In the end, Stuckler and Basu write:

Had the austerity experiments been governed by the same rigorous standards as clinical trials, they would have been discontinued long ago by a board of medical ethics. … Instead of austerity, we should enact evidence-based policies to protect health during hard times. … Ultimately austerity has failed because it is unsupported by sound logic or data. It is an economic ideology. It stems from the belief that small government and free markets are always better than state intervention.

Their conclusion is worth remembering when Mr. Harper and Mr. Flaherty  tell us that their economic program is good for what ails us.


Lorne said...

The evidence -- when people pay attention to it -- is clear. That sentence, Owen, pretty much sums up our problem. We just don't pay attention, allowing our thinking to be determined by mainstream media that, by and large, offers little to contradict the conventional wisdom that austerity is necessary medicine to cure what ails us.

Owen Gray said...

It's remarkable how immune we've become to evidence, Lorne. On the economy, on the environment -- we live in a constant state of denial.

Anonymous said...

I had heard of this evidence from the opposition, when it was clear that the Harpercons were going to go out of their way to spend money, in order to punish the low and middle income people--and THAT defies logic. They actually go above and beyond the pale to be mean-spirited. Sickening--on every level.

Owen Gray said...

Several years ago, Linda, I was called for jury duty. When it was established that I was a teacher, the defense objected immediately.

Later, I was told that teachers were assumed to have a "punishment mentality." I thought that assumption was unfair.

But with regard to the Harperites, it seems to me that all the evidence bears out that assumption.

Anonymous said...

I love teachers--they have an 'enlightenment mentality' for the most part. Teach ON!

Owen Gray said...

I'm a retired teacher, Linda. But thanks for the vote of confidence in the profession.

We're really not such a bad lot.

Anonymous said...

I think you're still teaching, Owen : )

Owen Gray said...

Well, Linda, this old English teacher is now reading his own stuff, instead of correcting other people's stuff.

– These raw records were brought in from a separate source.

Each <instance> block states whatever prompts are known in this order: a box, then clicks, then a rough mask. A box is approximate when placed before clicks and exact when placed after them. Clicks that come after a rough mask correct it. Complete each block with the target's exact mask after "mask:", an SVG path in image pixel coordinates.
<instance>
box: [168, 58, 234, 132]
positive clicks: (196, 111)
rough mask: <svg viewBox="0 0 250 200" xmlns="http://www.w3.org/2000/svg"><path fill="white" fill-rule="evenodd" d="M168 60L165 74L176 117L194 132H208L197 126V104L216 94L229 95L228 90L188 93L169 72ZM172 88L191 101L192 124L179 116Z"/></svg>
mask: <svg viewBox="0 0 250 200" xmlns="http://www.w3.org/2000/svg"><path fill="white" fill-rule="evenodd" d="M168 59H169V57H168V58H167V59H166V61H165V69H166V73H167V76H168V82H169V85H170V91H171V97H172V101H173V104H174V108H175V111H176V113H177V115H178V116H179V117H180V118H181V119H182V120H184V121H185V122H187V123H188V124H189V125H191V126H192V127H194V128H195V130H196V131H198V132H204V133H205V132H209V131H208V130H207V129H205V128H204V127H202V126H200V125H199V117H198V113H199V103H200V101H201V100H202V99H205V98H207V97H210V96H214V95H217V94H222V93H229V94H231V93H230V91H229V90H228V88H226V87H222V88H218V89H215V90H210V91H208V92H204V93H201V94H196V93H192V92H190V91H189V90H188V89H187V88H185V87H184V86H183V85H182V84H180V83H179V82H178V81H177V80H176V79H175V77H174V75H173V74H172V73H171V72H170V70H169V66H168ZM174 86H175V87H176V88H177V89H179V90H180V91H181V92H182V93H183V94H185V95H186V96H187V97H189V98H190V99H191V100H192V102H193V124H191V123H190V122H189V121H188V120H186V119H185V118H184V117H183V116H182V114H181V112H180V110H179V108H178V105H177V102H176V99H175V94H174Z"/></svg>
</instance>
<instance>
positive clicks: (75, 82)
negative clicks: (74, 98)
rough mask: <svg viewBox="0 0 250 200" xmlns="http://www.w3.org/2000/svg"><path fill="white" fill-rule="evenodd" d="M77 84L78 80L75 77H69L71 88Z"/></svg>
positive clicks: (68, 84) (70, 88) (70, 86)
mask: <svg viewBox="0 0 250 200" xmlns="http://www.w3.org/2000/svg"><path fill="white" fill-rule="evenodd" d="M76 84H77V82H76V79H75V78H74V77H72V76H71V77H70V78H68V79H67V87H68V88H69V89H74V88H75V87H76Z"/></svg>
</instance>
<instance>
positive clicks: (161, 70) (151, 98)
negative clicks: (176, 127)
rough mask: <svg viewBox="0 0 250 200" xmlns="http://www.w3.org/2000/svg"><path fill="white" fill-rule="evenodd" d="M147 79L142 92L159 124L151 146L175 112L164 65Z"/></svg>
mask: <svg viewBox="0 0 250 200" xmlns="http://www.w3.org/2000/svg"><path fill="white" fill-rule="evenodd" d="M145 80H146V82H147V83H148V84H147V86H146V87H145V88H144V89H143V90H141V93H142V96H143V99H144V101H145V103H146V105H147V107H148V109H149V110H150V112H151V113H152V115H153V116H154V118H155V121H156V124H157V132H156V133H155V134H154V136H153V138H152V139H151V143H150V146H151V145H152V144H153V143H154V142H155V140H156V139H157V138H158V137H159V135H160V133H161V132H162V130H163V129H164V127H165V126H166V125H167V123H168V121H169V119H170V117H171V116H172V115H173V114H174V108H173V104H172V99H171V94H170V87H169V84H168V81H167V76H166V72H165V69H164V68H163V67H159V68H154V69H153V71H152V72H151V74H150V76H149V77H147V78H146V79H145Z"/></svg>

Actually, that's not quite true. Most days, my wife acts as my proof reader. When I make an error, it's because she hasn't seen the post.

Anonymous said...

re the "punishment mentality"..if you were a Conservative or a prison gaurd, I would assume that, of you!

Owen Gray said...

There's a puritanical streak in these folks, Linda. They believe that punishment is good for the soul.

Anonymous said...

I believe in restorative justice-- with Wisdom, Mercy and Love. What does punishment do for society, but fulfill the vigilantes' need for vengeance?

Owen Gray said...

You'll notice that the word "justice" does not appear often in Harper communications.

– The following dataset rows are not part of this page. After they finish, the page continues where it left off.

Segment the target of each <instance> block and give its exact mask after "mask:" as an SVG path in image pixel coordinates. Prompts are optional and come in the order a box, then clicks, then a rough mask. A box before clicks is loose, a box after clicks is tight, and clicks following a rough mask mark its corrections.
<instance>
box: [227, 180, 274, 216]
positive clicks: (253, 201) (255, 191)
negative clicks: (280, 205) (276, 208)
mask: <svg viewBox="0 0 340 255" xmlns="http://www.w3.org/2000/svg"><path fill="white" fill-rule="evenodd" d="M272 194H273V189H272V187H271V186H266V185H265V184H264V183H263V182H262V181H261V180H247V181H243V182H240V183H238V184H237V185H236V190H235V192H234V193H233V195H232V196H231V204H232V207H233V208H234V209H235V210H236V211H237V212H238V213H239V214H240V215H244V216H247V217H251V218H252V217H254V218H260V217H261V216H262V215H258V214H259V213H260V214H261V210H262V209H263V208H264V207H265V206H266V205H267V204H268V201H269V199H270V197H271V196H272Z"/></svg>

There are occasional references to the Ministry of Justice. But, to my knowledge, justice is not a stated objective of this government.

e.a.f. said...

Austerity is good for the public, so the right wingers and 1%ers like to tell us. If it were so good, why don't the 1%ers take to it the way the enforce it and force it down the throats of those least able to deal with it.

If austerity is so good why doesn't Cameron, Harper, and their fellow travellers live on the average wage of their country, take a bus to work, and get in line with the rest of us for health care. Because it doesn't work.

They want to look out for themselves and to hell with the rest of the population. As long as their political supporters give them the money, they want to keep it that way. Life is good if you are a 1%er or one of their corporately owned politicians.

The Icelanders were the smart ones. Argentine did the same thing back in the 80s. If more countries put their citizens first and corporate banks last, the world might be a better place for children to grow up in.

Owen Gray said...

It's an old story, e.a.f. I'm sure you've heard the title before. It's called, "Do As I Say, No As I Do."